# Ant control, fipronil, carbyril, pyrethrins?



## FordGuy (Jul 10, 2005)

Over and Out, Sevin, and Ortho brands all have different active ingredients, which one is the best? I also wonder which one is least likely to be takin up by bees if broadcast in granular form near the hives?


----------



## TwT (Aug 5, 2004)

I haven't had any luck with all those you poasted , I use Triazicide from home depot of lowes, you mix it in a 2 gallon sprayer and it has worked fine for me, you just need to spray the supports holding your hive, like blocks in my case, 

http://www.lowes.com/lowes/lkn?action=productDetail&productId=201143-316-201143&lpage=none


----------



## TX Ashurst (May 31, 2005)

*< fipronil, carbyril, pyrethrins?* >

Over and Out works great for fireants and lasts for a full year, but I haven't seen that it does much against other species of ants. It takes at least 2 weeks before you see any results, so it is tempting to use something else. But patience pays off. I don't think the bees bother it.
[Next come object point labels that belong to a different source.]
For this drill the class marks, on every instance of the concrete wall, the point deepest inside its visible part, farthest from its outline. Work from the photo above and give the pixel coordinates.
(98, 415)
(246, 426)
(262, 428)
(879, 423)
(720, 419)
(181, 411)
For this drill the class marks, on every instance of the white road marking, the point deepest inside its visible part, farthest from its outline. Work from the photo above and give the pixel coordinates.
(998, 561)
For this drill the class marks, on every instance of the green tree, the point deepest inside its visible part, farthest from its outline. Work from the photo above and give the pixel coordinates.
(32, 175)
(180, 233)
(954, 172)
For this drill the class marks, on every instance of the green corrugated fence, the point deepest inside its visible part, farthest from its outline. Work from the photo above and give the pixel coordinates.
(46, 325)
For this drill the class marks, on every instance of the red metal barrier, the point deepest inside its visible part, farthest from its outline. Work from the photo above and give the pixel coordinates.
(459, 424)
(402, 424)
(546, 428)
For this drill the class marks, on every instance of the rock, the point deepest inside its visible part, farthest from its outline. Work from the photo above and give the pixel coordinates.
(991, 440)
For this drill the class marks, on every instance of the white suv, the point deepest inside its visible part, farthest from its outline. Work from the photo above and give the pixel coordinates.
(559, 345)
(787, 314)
Pyrethrins are very fast acting, but short-lived. They are best for knockdown of things like wasps, not for long-term control of ants.

Carbaryl has been around for a long time, but I hate having that strong of a chem. near my hives, home, lawn, or me.
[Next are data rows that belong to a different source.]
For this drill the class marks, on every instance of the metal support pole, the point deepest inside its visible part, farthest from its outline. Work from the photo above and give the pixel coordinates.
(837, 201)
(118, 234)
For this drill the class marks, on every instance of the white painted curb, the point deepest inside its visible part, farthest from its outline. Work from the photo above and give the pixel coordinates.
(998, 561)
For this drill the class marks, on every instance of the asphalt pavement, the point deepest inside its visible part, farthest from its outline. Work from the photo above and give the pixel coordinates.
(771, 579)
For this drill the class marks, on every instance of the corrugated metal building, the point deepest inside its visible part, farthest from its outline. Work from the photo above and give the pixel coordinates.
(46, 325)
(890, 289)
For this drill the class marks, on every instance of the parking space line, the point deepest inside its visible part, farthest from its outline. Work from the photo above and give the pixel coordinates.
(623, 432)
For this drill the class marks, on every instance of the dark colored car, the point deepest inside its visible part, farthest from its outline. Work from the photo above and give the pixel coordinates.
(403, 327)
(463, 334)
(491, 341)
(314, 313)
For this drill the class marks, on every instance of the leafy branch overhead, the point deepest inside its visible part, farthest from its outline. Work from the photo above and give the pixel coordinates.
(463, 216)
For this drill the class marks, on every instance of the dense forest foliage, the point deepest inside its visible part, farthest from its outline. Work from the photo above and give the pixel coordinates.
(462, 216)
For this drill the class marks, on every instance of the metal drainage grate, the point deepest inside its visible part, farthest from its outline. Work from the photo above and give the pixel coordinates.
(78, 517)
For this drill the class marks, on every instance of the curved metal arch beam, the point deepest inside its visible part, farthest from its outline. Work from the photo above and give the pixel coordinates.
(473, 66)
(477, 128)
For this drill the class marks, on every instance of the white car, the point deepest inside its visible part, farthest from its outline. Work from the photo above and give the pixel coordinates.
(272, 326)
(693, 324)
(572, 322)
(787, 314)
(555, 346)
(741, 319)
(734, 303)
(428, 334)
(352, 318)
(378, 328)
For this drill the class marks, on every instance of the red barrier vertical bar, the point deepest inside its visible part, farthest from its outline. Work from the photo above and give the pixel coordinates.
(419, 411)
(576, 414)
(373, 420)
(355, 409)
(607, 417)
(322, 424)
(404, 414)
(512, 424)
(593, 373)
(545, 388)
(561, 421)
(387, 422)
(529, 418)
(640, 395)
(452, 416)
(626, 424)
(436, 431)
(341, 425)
Personally, I like simple baits. A small amount of Boric acid (incl. Borax) missed into some sweetener (like thinned jam, or unthinned fruit juice) for sugar-liking ants, or the same mixed into some mashed drone larva (I usually do this when checking for Varroa) thinned with water for the meat-eating ants. I put a dollop of bait on a jar lid or some other small, flat container and leave it open in a shady, cool place away from the hives. For use near bees You can drill some 1/8" holes in a small plastic container or foil dish and put it under the hive where it won't get rained away too quickly and bees are unlikely to forage. The sweet bait works for a week or so, but the meat one is only good for about a day. Either way, it seems to do a number on the ants as they pack it back to their colony and feed it to queen/larvae/other ants before they get sick.


----------



## Jack21222 (May 29, 2007)

Fipronil works wonders for termites and fleas, and in very large quantities works for ants... But I'm not so sure about little ant stations. The most effective ant baits I've seen had some form of boric acid. 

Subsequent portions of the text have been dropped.